SAIW Foundation Moves with the Times
The SAIW Foundation, a company which the Southern African Institute of Welding started as a public benefit organisation to provide training to disadvantaged individuals in a wide range of areas including welding and inspection, the training of trainers for welding and related technologies and more, is changing with the times.
In the past, learners recruited by the SAIW Foundation were placed in an International Institute of Welding (IIW) programme with the aim that they would exit with an IIW International welder diploma.
“This has been very successful,” says SAIW’s Etienne Nell, “but with the advent of the dual training QCTO system, a Dept. of Higher Education and Training initiative, we are changing the training format.”
In essence, explains Nell, future SAIW Foundation training will align itself with the Quality Council for Trades and Occupations (QCTO) Artisan Welder Curriculum which is aimed at producing: a skilled and capable welding workforce to support economic growth; an increased availability of intermediate welding skills and an increased delivery of properly qualified artisan welders.
This system, unlike the old one, reflects occupational competence; new, industry-designed curricula; trade theory, simulated practice and work experience tightly interwoven. All students will now get practical training and work experience with employers selecting and managing their own apprentices.
In the latest project Arcelor Mittal S.A. (AMSA) has committed to appoint 15 apprentices signing an MOU with the SAIW, which will provide all the theoretical and practical training over the next three years.
AMSA will supply all workplace learning while Nell will oversee overall quality assurance.
Theoretical and Practical sections of the training will be funded by the SAIW Foundation and AMSA have agreed to donate all the steel required for the project.

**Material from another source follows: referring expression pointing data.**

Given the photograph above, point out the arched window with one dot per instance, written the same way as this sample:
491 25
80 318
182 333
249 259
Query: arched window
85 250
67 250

Nell says that this is a pilot project and that the SAIW are looking for other companies that would be interested in this new and exciting way of training welders. “This new system will certainly make a palpable difference to the quality of graduates and of the welding industry as a whole. I urge other companies to take a leaf out of AMSA’s book and initiate training in this manner in conjunction with the SAIW,” he says.
Nell adds that the new system is a result of the new-look Dept. of Higher Education and Training which deserves credit for what they are doing for skills development in South Africa. “Minister Pandor has been most effective in ensuring that the nature of training in this country emphasises quality and not quantity and in pushing the Setas and industry at large to do their best to ensure that skills
Successful SAIW Foundation Students. training – a national priority – is of the highest quality.